If the example of paper libraries is a guide, this new resource will offer insights into human endeavor and lead to the creation of new services. Never before has this rich a cultural artifact been so easily available for research. Where historians have scattered club newsletters and fliers, physical diaries and letters, from past epochs, the World Wide Web offers a substantial collection that is easy to gather, store, and sift through when compared to its paper antecedents. Furthermore, as the internet becomes a serious publishing system, then these archives and similar ones will also be available to serve documents that are no longer in print.

Where we can read the four-hundred-year-old books printed by Gutenberg, it is often difficult to read a fifteen-year-old computer disk.

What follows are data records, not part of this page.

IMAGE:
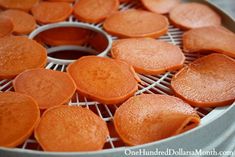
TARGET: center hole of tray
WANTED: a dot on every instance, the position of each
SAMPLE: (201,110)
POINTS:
(66,42)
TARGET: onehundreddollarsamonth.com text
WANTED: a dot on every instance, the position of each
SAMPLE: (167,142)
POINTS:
(178,152)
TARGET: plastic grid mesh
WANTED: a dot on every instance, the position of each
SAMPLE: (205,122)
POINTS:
(159,84)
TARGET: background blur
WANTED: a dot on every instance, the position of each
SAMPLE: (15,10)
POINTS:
(227,5)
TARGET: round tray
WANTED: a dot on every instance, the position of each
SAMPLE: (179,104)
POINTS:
(208,135)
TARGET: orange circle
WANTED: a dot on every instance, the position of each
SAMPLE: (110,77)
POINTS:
(51,12)
(150,117)
(136,23)
(207,82)
(94,11)
(148,56)
(19,114)
(48,87)
(24,23)
(194,15)
(103,79)
(6,26)
(71,128)
(18,54)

The Commission on Preservation and Access in Washington, DC, has been researching the thorny problems faced trying to ensure the usability of the digital data over a period of decades. While the Internet Archive will move the data to new media and new operating systems every ten years, this only addresses part of the problem of preservation.

Using the saved files in the future may require conversion to new file formats. Text, images, audio, and video are undergoing changes at different rates. Since the World Wide Web currently has most of its textual and image content in only a few formats, we hope that it will be worth translating in the future, whereas we expect that the short-lived or seldom-used formats will not be worth the future investment. Saving the software to read discarded formats often poses problems of preserving or simulating the machines that they ran on.

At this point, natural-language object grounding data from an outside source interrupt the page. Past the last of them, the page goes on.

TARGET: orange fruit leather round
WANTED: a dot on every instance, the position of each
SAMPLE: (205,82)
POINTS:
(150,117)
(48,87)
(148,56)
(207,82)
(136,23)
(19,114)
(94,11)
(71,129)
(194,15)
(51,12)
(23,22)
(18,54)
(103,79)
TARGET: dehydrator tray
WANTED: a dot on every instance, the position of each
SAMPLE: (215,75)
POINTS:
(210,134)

The physical security of the data must also be considered. Natural and political forces can destroy the data collected. Political ideologies change over time, making illegal what was once legal. We are looking for partners in other geographic and national locations to provide a robust archive system over time. To give some level of security from commercial forces that might want exclusive access to this archive, the data is donated to a special nonprofit trust for long-term caretaking. This nonprofit organization is endowed with enough money to perform the necessary maintenance on the storage media over the years.

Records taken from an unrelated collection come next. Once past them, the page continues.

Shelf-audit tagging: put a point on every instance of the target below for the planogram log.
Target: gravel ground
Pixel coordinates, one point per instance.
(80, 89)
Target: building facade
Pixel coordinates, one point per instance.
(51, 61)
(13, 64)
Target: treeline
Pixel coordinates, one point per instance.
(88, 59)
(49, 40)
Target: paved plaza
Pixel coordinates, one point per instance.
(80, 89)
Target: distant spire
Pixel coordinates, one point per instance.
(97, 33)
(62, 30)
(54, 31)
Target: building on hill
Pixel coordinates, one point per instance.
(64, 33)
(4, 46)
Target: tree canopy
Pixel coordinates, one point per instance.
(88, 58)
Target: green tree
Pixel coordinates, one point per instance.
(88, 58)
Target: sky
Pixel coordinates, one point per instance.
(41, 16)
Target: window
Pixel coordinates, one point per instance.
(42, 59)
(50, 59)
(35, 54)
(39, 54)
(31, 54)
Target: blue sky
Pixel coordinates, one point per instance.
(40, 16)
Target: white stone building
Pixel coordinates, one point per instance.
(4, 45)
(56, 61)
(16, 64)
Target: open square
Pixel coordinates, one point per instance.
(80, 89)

Ceramic jar, Iran, fourth millennium bc. The Metropolitan Museum of Art, Purchase, Joseph Pulitzer Bequest, 1959.

The World Wide Web is vast, growing rapidly, and filled with transient information. Estimated at fifty million pages, with the average page online for only seventy-five days, the turnover is considerable. Furthermore, the number of pages is reported to be doubling every year. Using the average web-page size of thirty kilobytes (including graphics) brings the current size of the Web to 1.5 terabytes (or million megabytes).

To gather the World Wide Web requires computers specifically programmed to “crawl” the net by downloading a web page, then finding the links to graphics and other pages on it, and then downloading those and continuing the process. This is the technique that the search engines, such as Altavista, use to create their indexes to the World Wide Web. The Internet Archive currently holds six hundred gigabytes of information of all types. In 1997 we will have collected a snapshot of the documents and images.

The information collected by these “crawlers” is not, unfortunately, all the information that can be seen on the internet. Much of the data is restricted by the publisher, or stored in databases that are accessible through the World Wide Web but are not available to the simple crawlers. Other documents might have been inappropriate to collect in the first place, so authors can mark files or sites to indicate that crawlers are not welcome. Thus the collected Web will be able to give a feel of what the Web looked like at a particular time but will not simulate the full online environment.

While the current sizes are large, the internet is continuing to grow rapidly. When it is common to connect one’s home camcorder to the upcoming high-bandwidth internet, it will not be practical to archive it all. At some point we will have to become more select about what data will be of the most value in the future, but currently we can be afford to gather it all.